It’s a complex issue but here are a few observations.
Improving completion rates is largely a matter of 1) Figuring out why people are dropping out and then 2) Taking logical steps to correct it. Each situation is different, but the following is generally true.
First, there’s usually more than one problem. Picture a boat with two holes in its bottom. Fix one and not the other and the second leaks a little worse than before. You have to look at multiple possible factors.
Second: It could well be that certain employees are part of the problem. Not just clinicians, either. Many other staff interact with patients and can contribute (usually unwittingly) to a dropout problem.
A common error is to take corrective action before you clearly understand what’s wrong. Better to do the necessary research and assessment before attempting a fix. This’ll save you wasted time and energy, and you won’t inadvertently make things worse.

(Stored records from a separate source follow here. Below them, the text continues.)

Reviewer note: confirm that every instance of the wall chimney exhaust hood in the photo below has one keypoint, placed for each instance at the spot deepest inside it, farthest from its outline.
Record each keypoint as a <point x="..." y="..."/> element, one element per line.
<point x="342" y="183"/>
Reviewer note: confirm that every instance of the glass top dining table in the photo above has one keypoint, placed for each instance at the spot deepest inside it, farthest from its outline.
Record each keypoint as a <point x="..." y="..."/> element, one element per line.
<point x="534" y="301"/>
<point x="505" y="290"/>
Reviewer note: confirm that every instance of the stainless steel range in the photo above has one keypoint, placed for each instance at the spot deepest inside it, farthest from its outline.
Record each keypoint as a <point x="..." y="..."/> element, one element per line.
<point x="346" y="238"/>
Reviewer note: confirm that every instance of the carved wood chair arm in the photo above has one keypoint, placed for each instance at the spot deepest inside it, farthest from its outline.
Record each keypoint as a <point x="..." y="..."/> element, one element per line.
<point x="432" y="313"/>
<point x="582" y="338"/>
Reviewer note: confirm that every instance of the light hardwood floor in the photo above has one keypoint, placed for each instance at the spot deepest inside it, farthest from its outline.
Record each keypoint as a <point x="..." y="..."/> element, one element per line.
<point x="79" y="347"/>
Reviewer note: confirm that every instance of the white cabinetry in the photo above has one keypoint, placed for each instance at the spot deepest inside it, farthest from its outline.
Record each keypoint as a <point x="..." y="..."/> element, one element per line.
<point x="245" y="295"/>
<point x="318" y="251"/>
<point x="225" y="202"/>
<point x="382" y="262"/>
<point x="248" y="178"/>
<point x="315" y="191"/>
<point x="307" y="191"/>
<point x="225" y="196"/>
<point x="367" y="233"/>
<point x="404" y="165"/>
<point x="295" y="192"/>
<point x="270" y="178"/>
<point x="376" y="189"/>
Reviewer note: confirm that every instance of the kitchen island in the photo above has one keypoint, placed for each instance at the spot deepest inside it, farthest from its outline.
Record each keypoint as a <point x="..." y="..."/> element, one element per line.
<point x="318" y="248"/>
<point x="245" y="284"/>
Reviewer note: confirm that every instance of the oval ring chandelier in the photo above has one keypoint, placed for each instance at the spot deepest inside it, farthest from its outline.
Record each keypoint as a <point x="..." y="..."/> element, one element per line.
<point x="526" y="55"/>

One important question is when (during the course of treatment) you have the most dropouts. Shortly after admission, or during detox, or after detox meds stop? A bit later on in treatment or a few days before scheduled discharge? Or any combination of the above.
You can look at variables such as your staffing pattern, your activity schedule, your volunteers (if you have them), the day of the week or the shift where most dropouts occur… and so forth.
You can look at such data on a quarterly basis. Use your CQI or Performance Improvement Committee to drill down and provide feedback.
Some of the steps you take will ultimately be interventional, designed to correct problems. Others will be preventive in nature — designed to keep a potential problem area from escalating into a full-fledged catastrophe.